In the meantime, Frederick and his team want to make sure the contamination is stopped. Progress has been made over the past year.
Ensign-Bickford has been very cooperative on the issue since receiving a violation notice in August 1990, Frederick said. About two years ago, two specially designed water-filtering systems were installed to pull contaminants from the groundwater, which continues to be used for irrigation by residents.
Six wells that pump up to 1,000 gallons a minute feed into the charged carbon filters which cleanse the water to the point that it is drinkable, Frederick said. He acknowledges that few residents would trust its safety, however.
Ensign-Bickford has drilled more than a dozen monitoring wells to keep track of the contamination. State data show the chemical plume has not grown in the past few years and is considered contained for now — but that could easily change.

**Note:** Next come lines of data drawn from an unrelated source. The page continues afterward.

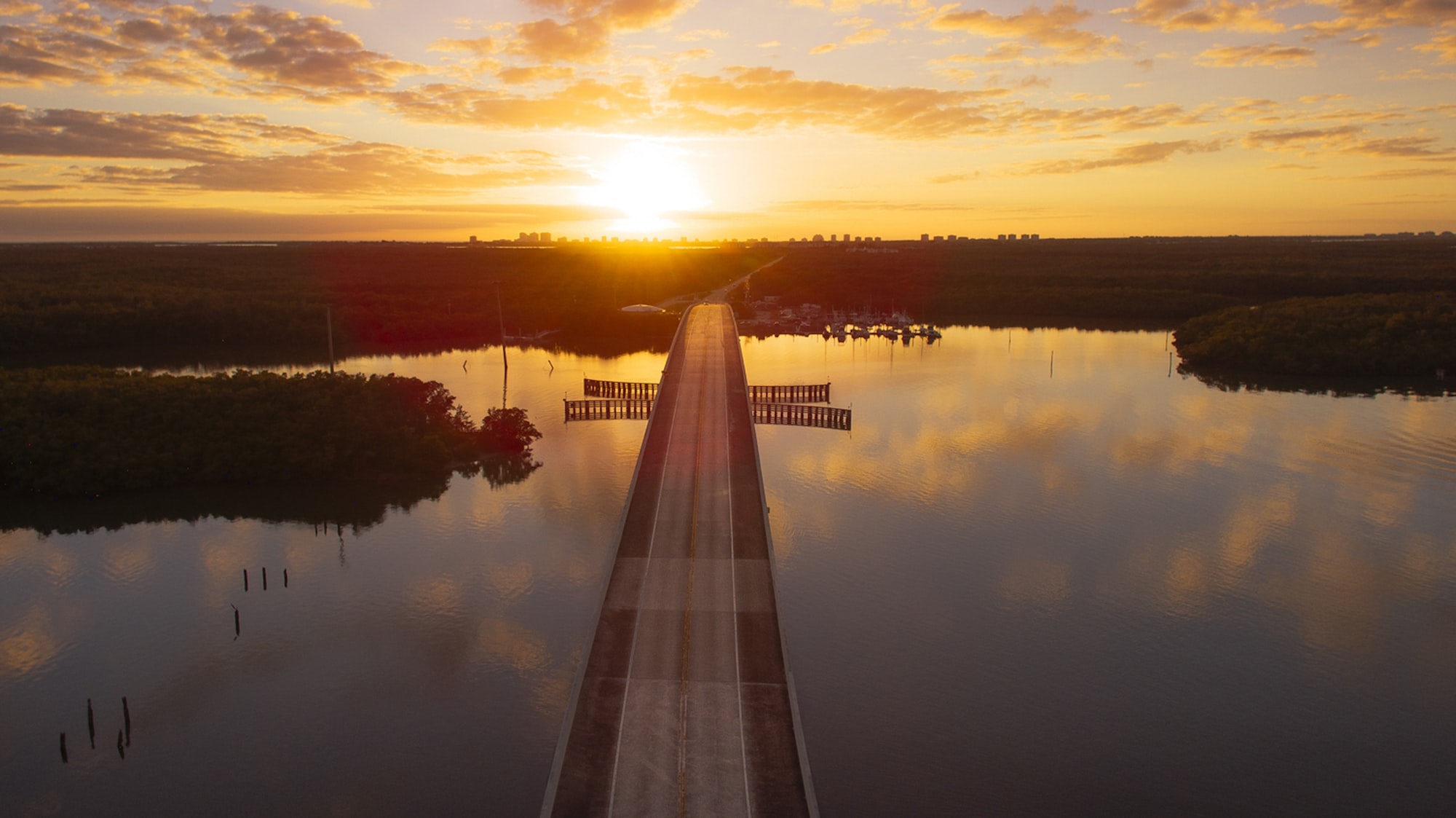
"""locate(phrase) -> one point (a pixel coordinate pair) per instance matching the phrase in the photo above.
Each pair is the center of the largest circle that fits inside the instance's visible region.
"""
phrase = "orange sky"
(780, 118)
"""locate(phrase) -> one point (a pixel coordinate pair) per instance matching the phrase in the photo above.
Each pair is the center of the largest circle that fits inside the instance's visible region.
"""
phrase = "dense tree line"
(90, 430)
(1151, 283)
(254, 302)
(1407, 334)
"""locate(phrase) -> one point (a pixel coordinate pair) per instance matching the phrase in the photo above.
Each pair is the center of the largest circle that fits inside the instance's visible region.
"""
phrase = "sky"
(369, 119)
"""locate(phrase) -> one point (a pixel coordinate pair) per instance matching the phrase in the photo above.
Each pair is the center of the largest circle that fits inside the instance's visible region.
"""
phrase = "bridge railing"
(620, 389)
(800, 415)
(790, 393)
(793, 393)
(612, 409)
(769, 414)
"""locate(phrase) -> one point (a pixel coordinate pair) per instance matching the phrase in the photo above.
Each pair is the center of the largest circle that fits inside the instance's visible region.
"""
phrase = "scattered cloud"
(1298, 137)
(248, 153)
(951, 178)
(1246, 55)
(831, 205)
(526, 74)
(257, 51)
(1053, 29)
(1141, 153)
(589, 26)
(352, 169)
(1350, 140)
(1444, 47)
(104, 134)
(703, 34)
(866, 36)
(1186, 15)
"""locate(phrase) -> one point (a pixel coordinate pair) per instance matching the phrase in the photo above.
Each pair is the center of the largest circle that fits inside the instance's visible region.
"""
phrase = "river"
(1043, 575)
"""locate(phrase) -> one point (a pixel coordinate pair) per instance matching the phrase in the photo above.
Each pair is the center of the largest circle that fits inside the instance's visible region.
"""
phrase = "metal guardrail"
(793, 393)
(797, 393)
(620, 389)
(768, 414)
(612, 409)
(800, 415)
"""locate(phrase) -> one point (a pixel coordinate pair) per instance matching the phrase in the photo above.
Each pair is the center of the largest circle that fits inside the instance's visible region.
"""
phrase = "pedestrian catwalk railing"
(620, 389)
(800, 415)
(765, 414)
(790, 393)
(611, 409)
(799, 393)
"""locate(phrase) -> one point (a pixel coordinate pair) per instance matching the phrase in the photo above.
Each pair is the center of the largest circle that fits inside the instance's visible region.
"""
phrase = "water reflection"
(1109, 562)
(1107, 590)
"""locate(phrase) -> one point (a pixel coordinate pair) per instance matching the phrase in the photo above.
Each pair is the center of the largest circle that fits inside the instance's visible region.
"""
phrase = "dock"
(685, 702)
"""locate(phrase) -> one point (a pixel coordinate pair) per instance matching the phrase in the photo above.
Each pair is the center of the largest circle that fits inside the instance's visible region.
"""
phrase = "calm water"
(1013, 590)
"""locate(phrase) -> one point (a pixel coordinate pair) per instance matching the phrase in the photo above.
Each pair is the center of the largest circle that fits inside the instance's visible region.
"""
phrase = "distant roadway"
(685, 705)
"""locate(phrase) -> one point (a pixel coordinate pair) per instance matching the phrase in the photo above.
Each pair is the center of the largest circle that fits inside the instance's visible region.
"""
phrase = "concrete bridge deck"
(685, 705)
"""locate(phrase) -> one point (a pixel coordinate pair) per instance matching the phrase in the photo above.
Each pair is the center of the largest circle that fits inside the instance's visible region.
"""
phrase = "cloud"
(350, 169)
(586, 34)
(951, 178)
(1350, 140)
(866, 36)
(831, 205)
(1298, 137)
(764, 98)
(583, 103)
(1442, 47)
(703, 34)
(1055, 29)
(1142, 153)
(103, 134)
(66, 221)
(535, 73)
(1183, 15)
(248, 153)
(257, 51)
(18, 7)
(1246, 55)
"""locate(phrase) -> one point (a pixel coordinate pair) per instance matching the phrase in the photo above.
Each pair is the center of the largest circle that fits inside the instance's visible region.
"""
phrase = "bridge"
(685, 704)
(791, 393)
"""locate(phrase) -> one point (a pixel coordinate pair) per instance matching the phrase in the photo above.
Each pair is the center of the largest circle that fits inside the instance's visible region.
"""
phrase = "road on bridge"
(685, 705)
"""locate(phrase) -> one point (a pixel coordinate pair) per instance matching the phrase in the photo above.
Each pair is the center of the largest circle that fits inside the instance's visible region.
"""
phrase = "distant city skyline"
(633, 119)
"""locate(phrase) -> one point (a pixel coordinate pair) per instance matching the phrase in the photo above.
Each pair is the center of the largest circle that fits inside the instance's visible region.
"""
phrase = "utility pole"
(500, 315)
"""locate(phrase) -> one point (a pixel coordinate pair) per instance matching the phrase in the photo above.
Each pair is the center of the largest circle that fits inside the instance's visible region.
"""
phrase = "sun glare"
(646, 182)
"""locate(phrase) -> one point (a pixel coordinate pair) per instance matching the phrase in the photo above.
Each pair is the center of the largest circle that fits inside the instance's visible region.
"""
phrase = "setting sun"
(646, 182)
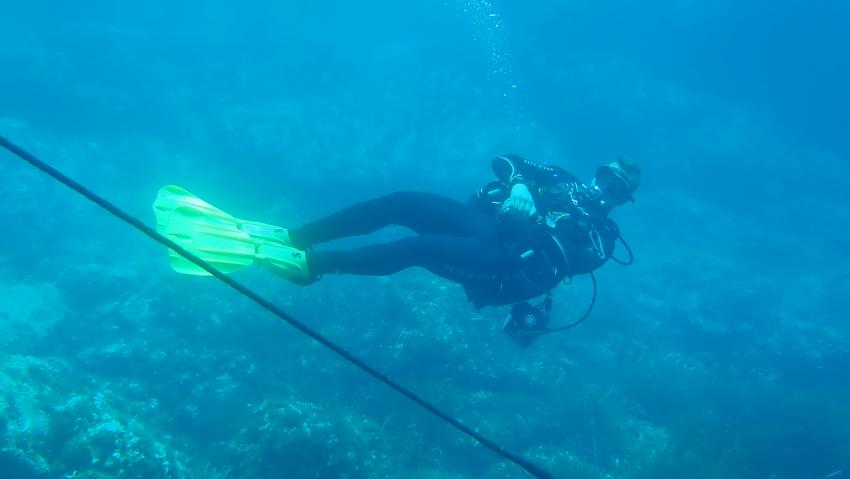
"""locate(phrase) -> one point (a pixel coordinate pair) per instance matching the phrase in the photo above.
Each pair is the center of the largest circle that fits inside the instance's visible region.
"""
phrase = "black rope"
(244, 290)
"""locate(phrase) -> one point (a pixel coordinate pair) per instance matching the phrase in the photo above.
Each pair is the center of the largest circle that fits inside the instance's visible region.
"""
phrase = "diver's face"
(614, 190)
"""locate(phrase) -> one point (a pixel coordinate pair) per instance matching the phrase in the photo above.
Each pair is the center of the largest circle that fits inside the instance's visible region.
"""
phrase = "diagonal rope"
(517, 459)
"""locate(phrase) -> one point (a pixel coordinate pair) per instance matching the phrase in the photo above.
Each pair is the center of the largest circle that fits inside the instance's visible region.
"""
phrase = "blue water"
(723, 352)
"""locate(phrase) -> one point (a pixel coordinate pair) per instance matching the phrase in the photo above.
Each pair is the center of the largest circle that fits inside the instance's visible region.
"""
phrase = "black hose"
(528, 466)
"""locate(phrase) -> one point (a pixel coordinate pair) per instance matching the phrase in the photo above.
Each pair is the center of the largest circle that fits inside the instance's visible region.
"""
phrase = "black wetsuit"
(497, 258)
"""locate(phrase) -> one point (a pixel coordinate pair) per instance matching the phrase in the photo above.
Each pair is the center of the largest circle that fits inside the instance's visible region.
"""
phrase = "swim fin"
(226, 242)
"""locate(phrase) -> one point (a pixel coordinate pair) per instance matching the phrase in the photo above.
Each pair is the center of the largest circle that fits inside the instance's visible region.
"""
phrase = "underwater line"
(520, 461)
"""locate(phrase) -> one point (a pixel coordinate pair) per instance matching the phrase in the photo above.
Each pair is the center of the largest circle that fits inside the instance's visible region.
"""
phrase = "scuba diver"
(515, 239)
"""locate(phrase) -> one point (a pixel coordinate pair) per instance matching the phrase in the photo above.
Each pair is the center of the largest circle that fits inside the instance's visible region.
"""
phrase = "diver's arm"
(513, 169)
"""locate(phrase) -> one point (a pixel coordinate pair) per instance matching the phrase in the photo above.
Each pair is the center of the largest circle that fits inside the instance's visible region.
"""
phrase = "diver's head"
(617, 181)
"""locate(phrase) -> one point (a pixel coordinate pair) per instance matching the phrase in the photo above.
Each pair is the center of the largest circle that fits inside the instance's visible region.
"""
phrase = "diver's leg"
(424, 213)
(455, 258)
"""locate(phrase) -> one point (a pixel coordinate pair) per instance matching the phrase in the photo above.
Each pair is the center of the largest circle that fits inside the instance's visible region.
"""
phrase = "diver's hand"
(520, 204)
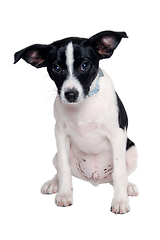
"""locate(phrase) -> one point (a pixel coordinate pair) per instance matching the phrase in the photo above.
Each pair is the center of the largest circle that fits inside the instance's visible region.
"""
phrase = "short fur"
(91, 132)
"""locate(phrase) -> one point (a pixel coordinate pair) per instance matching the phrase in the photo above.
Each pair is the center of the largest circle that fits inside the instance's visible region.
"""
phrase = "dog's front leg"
(64, 196)
(120, 203)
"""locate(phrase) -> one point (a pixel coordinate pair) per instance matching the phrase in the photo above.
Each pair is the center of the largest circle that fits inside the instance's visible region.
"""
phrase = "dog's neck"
(95, 85)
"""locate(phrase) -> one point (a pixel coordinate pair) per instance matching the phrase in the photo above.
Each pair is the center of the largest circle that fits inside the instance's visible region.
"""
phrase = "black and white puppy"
(91, 122)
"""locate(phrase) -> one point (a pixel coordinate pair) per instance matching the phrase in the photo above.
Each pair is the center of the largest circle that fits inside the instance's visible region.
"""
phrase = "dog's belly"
(95, 168)
(90, 152)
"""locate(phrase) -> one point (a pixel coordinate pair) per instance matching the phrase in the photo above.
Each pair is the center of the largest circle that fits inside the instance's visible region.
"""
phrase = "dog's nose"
(71, 95)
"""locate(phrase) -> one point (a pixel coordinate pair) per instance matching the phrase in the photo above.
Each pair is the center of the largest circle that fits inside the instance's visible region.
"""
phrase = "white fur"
(88, 133)
(71, 81)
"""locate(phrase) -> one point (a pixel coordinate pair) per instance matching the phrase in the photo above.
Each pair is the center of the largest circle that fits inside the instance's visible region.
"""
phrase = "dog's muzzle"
(71, 94)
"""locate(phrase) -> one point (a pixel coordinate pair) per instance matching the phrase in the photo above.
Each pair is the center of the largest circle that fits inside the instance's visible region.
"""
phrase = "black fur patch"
(129, 144)
(122, 115)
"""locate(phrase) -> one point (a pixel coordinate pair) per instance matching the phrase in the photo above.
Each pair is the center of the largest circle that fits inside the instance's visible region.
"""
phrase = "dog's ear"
(34, 54)
(104, 43)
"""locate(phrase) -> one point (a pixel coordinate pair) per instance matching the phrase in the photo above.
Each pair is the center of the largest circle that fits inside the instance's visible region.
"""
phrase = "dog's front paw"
(120, 206)
(50, 187)
(64, 199)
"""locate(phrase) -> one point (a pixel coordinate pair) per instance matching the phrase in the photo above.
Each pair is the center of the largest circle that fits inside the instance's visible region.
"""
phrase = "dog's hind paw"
(64, 199)
(120, 207)
(132, 190)
(50, 187)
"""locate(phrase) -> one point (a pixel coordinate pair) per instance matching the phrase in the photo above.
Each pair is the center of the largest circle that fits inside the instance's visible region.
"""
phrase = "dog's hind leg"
(131, 163)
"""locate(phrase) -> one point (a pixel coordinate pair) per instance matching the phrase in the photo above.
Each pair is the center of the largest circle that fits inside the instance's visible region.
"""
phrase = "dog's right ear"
(34, 54)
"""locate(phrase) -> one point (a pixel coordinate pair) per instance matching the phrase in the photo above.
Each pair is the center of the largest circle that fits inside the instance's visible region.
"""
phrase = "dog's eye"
(85, 66)
(56, 68)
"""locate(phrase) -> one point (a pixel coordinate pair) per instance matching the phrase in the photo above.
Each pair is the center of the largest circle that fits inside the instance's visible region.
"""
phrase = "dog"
(91, 121)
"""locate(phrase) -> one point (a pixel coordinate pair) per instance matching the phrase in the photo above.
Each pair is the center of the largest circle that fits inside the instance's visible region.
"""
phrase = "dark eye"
(56, 68)
(85, 66)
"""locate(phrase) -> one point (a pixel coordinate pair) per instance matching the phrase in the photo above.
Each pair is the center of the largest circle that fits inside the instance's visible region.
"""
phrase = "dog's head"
(72, 63)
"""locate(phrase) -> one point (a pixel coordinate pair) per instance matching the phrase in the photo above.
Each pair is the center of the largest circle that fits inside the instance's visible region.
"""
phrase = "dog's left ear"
(34, 55)
(104, 43)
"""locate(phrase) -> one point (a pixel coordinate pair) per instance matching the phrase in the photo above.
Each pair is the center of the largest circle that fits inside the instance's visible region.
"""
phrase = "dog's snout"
(71, 95)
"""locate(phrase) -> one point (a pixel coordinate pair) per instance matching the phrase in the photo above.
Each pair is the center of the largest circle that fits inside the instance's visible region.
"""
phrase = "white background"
(27, 124)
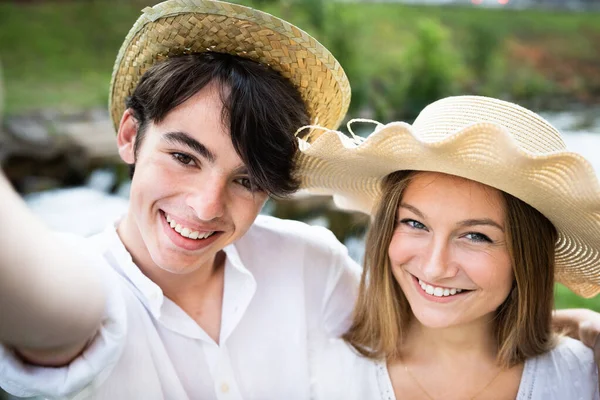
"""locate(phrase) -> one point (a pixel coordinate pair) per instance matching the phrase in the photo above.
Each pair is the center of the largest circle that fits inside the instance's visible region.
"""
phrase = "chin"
(434, 320)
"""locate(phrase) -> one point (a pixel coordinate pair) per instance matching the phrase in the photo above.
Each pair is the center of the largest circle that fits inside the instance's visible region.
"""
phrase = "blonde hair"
(523, 320)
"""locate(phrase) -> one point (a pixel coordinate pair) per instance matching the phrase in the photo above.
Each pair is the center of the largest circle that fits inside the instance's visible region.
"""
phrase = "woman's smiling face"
(449, 250)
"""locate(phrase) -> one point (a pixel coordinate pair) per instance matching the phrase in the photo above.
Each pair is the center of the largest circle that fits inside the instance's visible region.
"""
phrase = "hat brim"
(177, 27)
(562, 185)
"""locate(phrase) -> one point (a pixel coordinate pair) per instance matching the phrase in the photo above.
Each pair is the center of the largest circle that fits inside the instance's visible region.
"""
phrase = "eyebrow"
(465, 223)
(186, 140)
(483, 221)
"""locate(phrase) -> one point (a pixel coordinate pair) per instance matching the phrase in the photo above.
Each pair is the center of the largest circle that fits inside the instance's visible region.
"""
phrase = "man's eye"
(413, 224)
(182, 158)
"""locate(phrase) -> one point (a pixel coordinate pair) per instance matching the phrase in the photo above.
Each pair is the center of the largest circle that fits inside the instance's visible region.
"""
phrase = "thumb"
(589, 334)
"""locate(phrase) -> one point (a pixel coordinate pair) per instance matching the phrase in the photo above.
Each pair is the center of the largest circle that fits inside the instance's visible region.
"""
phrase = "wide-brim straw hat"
(486, 140)
(177, 27)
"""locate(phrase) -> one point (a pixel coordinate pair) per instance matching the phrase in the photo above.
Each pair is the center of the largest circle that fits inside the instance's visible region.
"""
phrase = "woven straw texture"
(177, 27)
(486, 140)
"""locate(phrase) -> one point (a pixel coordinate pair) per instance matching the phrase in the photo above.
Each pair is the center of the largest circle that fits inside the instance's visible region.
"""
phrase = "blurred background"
(57, 145)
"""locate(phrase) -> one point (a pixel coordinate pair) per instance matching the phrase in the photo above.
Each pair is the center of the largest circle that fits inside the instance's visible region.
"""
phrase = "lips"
(206, 236)
(186, 232)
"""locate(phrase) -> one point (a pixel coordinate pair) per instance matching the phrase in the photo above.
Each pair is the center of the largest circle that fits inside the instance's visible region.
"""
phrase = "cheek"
(246, 208)
(492, 272)
(402, 248)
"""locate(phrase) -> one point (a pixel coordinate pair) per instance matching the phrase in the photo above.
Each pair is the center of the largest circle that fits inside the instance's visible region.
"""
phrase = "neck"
(471, 341)
(175, 286)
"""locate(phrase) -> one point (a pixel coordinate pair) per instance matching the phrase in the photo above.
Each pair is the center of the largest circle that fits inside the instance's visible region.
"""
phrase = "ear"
(126, 137)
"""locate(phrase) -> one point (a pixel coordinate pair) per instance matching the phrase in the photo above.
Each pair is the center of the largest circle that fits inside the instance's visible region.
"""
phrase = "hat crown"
(447, 116)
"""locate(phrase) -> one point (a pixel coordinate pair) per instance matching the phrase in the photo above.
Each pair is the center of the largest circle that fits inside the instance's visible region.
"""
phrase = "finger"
(589, 334)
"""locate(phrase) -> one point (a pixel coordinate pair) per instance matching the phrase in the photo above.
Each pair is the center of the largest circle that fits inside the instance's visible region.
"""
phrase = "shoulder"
(272, 231)
(338, 371)
(567, 371)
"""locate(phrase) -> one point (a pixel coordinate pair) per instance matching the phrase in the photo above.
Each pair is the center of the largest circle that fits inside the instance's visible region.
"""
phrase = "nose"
(437, 263)
(208, 199)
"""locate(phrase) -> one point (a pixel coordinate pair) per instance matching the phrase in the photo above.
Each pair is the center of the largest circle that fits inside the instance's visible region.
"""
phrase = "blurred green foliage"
(398, 57)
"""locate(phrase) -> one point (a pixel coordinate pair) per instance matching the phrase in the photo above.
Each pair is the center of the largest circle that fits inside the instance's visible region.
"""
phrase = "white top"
(285, 283)
(566, 372)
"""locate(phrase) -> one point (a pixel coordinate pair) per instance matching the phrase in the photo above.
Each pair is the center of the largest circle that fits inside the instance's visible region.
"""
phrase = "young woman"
(477, 208)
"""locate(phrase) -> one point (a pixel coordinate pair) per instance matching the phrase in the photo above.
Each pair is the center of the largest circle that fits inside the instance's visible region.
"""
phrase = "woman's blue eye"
(413, 224)
(182, 158)
(245, 182)
(478, 237)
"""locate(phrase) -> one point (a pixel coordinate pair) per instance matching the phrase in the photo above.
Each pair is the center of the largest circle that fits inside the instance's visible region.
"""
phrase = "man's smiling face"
(191, 194)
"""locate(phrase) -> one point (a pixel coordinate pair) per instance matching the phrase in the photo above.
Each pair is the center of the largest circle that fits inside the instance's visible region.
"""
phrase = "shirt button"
(224, 388)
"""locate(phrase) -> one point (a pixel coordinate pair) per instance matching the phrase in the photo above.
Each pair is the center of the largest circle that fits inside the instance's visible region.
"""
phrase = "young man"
(191, 295)
(204, 298)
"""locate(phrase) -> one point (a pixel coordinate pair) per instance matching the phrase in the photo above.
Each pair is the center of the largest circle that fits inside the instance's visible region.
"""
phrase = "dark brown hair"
(262, 109)
(523, 320)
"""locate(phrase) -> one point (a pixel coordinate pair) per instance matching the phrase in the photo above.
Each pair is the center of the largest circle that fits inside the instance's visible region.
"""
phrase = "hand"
(581, 324)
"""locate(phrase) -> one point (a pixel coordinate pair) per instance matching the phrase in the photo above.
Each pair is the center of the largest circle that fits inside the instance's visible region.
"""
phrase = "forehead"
(453, 195)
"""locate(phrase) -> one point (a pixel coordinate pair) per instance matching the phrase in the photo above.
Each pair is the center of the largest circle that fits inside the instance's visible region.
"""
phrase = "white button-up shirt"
(287, 285)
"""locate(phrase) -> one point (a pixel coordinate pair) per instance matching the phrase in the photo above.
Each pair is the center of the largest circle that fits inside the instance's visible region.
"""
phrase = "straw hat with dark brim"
(486, 140)
(177, 27)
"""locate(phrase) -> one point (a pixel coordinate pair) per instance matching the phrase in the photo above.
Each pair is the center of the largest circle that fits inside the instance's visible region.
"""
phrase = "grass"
(564, 298)
(60, 55)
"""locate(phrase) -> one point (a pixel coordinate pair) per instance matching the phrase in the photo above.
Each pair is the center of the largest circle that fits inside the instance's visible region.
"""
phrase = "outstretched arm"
(50, 303)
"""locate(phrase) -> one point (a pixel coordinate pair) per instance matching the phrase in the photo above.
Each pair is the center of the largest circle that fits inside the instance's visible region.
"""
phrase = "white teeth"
(438, 291)
(187, 232)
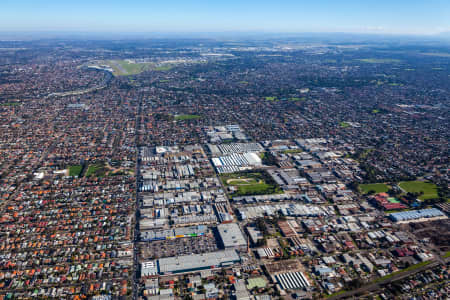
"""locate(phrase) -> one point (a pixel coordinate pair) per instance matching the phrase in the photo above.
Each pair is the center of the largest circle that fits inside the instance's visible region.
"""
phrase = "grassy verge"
(429, 189)
(250, 183)
(187, 117)
(75, 171)
(344, 125)
(97, 170)
(292, 151)
(410, 268)
(376, 187)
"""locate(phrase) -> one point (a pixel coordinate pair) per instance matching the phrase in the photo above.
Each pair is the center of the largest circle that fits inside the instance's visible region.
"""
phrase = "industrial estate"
(224, 169)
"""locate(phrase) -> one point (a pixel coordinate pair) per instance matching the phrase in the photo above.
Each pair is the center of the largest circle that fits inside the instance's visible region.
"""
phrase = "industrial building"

Officials with the state's Division of Solid and Hazardous Waste have the job of overseeing the cleanup of the plant grounds.
Maulding said state-employed scientists are working with Ensign-Bickford to get a clear picture of what kind of cleanup lies ahead. State officials say Ensign-Bickford has shown model behavior in the cleanup effort.
Fearing liability for the contamination, Ensign-Bickford teamed with Mallinckrodt and Cytec to help pay costs for cleanup and legal defense. But there's a kink in those plans.
Last June, Cytec pulled out of the agreement to pay 25 percent of costs, sparking a federal suit by Mallinckrodt and Ensign-Bickford. According to the suit, Cytec officials claimed the company, which has not owned the plant for 39 years, has paid more than "their fair share."
Cancer victims in Mapleton have filed a separate federal suit against Cytec, mainly because the company refused to participate in settlement talks.
Maulding said the legal battle has not delayed the cleanup plan or Ensign-Bickford's funding.
Both Frederick and Maulding estimate it could take up to 30 more years to bring the contamination within acceptable federal levels. But the feds are turning up the heat.
Maulding said the U.S. Environmental Protection Agency is requiring 90 percent of all hazardous waste sites across the nation to have groundwater contamination contained and immediate threats to employee safety solved by 2005.
The directive comes in reaction to numerous reports of foot-dragging by companies and state agencies alike in cleaning up contaminated sites.
Maulding said he is convinced that the Trojan site, which is considered a high priority site by the state, can meet the EPA directive this year. "We're kind of under the gun," he said.